Bridging the gap

29 percent of consumers 'upside-down' on car loans

I get so frustrated when I hear people try to justify buying an expensive car they can’t really afford by saying, “Well, it’ll hold its value.”

The truth is, no vehicle holds its value unless it’s a classic or rare car.

The average vehicle retains only about 35 percent of its original value after a five-year ownership period, meaning that a car bought new today for $20,000 will be worth $7,000 after five years.

Car valuations matter because an increasing number of consumers are upside-down on their auto loans, meaning they owe more than the car is worth. In the first quarter of this year, 29 percent of consumers were upside-down on their vehicles, according to Kelley Blue Book, a leading provider of new- and used-vehicle information.
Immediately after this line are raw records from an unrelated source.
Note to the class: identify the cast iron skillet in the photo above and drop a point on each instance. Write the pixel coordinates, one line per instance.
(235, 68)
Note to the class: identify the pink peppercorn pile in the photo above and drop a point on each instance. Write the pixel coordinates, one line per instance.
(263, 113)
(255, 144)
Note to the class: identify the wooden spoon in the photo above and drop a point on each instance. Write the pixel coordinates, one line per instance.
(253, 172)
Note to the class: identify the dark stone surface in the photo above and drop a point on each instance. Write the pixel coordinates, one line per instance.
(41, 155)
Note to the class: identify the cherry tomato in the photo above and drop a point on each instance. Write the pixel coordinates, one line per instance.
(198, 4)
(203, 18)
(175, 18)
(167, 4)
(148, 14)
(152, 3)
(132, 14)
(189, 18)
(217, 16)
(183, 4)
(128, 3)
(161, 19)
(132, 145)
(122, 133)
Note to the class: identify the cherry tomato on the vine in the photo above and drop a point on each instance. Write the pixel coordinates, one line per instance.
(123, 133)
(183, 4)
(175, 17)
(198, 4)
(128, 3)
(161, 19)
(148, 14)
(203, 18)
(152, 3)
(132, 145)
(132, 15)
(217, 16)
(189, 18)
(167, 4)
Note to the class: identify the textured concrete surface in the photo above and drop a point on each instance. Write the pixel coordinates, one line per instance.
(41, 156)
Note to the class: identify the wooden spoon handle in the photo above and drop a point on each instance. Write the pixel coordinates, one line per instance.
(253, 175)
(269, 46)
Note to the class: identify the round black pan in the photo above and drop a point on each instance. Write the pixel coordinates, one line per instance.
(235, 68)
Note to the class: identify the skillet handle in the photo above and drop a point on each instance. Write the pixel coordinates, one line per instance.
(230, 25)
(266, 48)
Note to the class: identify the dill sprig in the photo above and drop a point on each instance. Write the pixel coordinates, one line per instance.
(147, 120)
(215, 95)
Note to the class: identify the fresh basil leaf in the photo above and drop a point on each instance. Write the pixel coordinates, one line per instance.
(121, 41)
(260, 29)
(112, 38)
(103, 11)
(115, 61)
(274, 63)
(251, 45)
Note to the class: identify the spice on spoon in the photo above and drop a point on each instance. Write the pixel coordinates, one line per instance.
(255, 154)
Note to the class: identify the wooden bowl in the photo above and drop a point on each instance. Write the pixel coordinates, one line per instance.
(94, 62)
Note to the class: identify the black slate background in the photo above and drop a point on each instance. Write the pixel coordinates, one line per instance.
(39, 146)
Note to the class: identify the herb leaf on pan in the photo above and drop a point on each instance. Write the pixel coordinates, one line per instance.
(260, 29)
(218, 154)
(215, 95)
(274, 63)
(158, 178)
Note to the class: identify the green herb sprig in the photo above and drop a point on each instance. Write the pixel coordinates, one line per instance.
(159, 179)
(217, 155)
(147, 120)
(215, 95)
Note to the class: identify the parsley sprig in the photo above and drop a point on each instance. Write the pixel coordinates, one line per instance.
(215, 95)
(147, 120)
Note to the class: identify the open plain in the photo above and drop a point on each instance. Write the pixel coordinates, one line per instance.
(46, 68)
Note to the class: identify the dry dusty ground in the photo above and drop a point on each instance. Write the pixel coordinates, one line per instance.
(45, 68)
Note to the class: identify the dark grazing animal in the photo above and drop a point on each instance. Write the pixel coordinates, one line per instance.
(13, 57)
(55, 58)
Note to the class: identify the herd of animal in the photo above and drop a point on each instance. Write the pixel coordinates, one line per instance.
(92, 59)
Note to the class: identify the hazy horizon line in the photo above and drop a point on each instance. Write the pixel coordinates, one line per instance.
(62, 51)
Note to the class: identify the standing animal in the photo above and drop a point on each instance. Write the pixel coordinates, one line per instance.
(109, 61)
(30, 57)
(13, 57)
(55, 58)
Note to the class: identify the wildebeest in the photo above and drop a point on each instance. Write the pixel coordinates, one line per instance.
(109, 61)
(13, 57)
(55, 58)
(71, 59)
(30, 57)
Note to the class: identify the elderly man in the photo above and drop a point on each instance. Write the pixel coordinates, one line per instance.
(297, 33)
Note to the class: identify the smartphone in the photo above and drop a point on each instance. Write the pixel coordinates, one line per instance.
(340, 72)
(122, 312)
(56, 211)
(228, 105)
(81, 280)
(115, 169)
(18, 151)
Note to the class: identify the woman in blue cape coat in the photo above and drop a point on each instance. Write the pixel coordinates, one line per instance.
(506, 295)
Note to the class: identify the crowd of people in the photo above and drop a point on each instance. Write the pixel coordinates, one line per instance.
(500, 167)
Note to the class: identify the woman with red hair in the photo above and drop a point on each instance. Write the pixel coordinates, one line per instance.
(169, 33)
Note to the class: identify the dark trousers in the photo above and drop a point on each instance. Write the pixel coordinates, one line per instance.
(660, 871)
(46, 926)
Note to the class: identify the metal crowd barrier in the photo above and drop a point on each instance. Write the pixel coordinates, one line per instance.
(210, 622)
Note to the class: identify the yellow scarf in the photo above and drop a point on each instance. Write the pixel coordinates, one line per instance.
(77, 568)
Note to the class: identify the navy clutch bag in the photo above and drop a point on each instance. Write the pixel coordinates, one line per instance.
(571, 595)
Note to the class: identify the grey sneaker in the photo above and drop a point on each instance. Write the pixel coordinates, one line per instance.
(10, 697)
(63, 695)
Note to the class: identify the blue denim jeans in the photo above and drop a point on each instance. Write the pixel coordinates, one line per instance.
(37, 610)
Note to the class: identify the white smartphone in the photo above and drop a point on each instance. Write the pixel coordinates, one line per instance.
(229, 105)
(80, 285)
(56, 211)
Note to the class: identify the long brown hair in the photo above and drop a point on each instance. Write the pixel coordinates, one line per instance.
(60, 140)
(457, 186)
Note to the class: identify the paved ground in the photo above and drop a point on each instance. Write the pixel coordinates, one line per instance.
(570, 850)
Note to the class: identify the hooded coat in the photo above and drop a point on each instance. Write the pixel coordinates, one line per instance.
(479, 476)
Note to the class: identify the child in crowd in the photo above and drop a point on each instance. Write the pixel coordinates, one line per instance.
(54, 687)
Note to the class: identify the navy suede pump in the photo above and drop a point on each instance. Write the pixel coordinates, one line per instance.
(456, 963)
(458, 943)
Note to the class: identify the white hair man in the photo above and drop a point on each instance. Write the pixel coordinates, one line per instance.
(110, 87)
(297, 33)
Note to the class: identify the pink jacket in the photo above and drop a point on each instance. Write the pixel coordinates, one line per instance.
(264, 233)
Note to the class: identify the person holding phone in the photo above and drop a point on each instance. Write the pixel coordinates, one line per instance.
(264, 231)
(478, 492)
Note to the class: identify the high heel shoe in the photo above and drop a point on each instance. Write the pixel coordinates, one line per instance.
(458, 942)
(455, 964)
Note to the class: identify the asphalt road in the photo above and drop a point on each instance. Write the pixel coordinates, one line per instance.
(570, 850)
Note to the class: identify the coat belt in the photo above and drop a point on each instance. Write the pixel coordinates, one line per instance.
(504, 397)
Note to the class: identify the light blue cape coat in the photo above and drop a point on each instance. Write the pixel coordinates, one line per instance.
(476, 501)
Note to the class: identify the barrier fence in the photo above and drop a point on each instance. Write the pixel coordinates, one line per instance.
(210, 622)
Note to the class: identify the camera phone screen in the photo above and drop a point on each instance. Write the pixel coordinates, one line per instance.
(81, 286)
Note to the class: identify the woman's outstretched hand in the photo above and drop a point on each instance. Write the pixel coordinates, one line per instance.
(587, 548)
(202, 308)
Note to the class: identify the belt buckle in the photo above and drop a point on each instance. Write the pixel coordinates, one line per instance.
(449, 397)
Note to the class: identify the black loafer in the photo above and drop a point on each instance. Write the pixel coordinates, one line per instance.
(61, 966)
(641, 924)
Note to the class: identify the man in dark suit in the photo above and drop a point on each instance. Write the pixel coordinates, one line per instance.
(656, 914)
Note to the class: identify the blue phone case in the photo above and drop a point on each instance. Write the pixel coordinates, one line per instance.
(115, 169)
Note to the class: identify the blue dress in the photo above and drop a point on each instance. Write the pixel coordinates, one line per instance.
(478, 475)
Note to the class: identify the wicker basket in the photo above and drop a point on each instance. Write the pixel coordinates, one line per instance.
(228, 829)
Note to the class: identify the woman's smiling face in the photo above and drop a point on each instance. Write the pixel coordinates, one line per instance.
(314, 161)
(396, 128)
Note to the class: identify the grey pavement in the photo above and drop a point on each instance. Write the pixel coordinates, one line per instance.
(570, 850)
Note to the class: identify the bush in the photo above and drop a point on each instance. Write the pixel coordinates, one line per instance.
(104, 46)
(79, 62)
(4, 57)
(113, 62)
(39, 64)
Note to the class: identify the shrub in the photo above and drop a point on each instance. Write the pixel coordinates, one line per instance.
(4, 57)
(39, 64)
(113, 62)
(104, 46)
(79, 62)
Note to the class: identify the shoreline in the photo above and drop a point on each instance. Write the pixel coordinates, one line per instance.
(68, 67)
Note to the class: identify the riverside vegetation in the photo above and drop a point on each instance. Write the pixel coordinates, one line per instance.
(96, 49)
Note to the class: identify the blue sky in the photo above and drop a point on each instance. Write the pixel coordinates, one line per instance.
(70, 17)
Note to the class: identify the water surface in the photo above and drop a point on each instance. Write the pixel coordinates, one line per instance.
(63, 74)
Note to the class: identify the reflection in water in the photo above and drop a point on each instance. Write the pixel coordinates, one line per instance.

Additionally, on average people traded in cars on which they still owed more than $3,600.

And what do these buyers do with that loan balance when they want another car?

They roll that negative equity – the $3,600 and often much more – into yet another vehicle loan.

“It is a pandemic,” says Jack Nerad, executive market analyst for Kelley Blue Book.

It also is financial lunacy. And making matters worse are risky lending practices similar to what we’ve been seeing in the mortgage industry.

To make the loans work for many of these subprime borrowers, who typically have shaky credit, lenders are offering car loans with longer payment periods.

The same factors that are pushing subprime homeowners into foreclosure – rising interest rates on credit cards and home loans – could cause subprime car owners to default on their vehicle loans, said David McKay, senior director of auto finance and insurance at J.D. Power and Associates, a marketing research firm.

Let’s say you push your budget and purchase that pricey car. Then something changes – your income drops or your mortgage increases. You no longer can afford the car. However, because you took out a long loan with little money down, you owe more on the car than it is worth.

To stop this madness, there are at least two things you should do.

First, use a 48-month car loan as a benchmark for affordability. If you can’t handle the monthly payments with a four-year loan, you probably can’t afford the vehicle you’d like to buy. Keeping the loan to 48 months or less also reduces the chance that you’ll be upside-down on your car should you need to trade it or sell it.

Next you should research the resale value of the car you’re interested in purchasing. This will help you see that getting a long loan on a particular model could be trouble, especially if you tend to trade in and out of cars. Kelley Blue Book now provides a depreciation chart on its Web site (www.kbb.com) that shows projected resale values for all new vehicles. On the Kelley Web site, as well as at www.edmunds.com and www.consumerreports.org, you can find lists of the best and worst vehicles for depreciation.

But even if the car you select has a good resale rating, it’s still a depreciating asset.

There is a substantial difference between assets that have the potential to appreciate or that truly hold their value versus those that depreciate year after year. Your goal should be to put more of your money in appreciating assets.